Despertar

Abrí los ojos. El sonido de aquella maldita alarma me había despertado. ¿Por qué se habría activado? Me levanté y, descalza, salí de mi habitación. Olía extraño, un efluvio penetrante, cárnico; pero no me paré. El largo pasillo hasta la puerta de entrada parecía no acabar nunca, mis pies barrosos, húmedos, se arrastraban lentamente como si el suelo los sujetara; atrapándolos en el lodo.

Escuché la voz de mi hijo pequeño: <<Mamá, ¿Eres tú?>>. Sollozaba. <<Si cariño, duérmete>>, le contesté en voz bajita para no despertar a nadie más. Me acerqué a su puerta y suavemente la cerré. El niño continuaba sollozando, sus lloros fueron difuminándose y desapareciendo entre el ruido —taladrante— de la alarma mientras continuaba por el eterno pasillo.

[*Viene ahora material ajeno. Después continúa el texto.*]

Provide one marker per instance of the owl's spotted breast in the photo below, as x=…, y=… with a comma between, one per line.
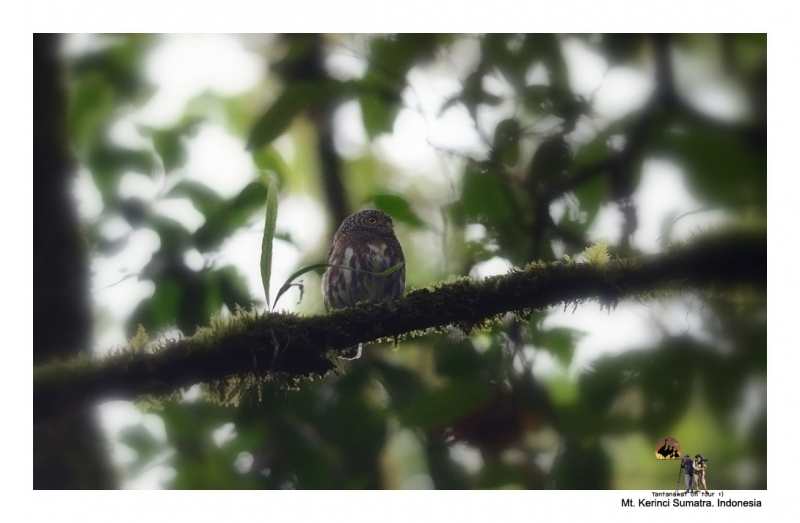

Por fin, llegué al cuadro de control de esta y la apagué. Mi hijo había dejado de llorar. Silencio; sólo percibía el silencio en la oscuridad de la entrada de mi casa. Encendí la luz y curioseé por la mirilla. No había nadie.

Giré en redondo y lo vi. <<¡Dios mío!>>, exclamé aterrorizada.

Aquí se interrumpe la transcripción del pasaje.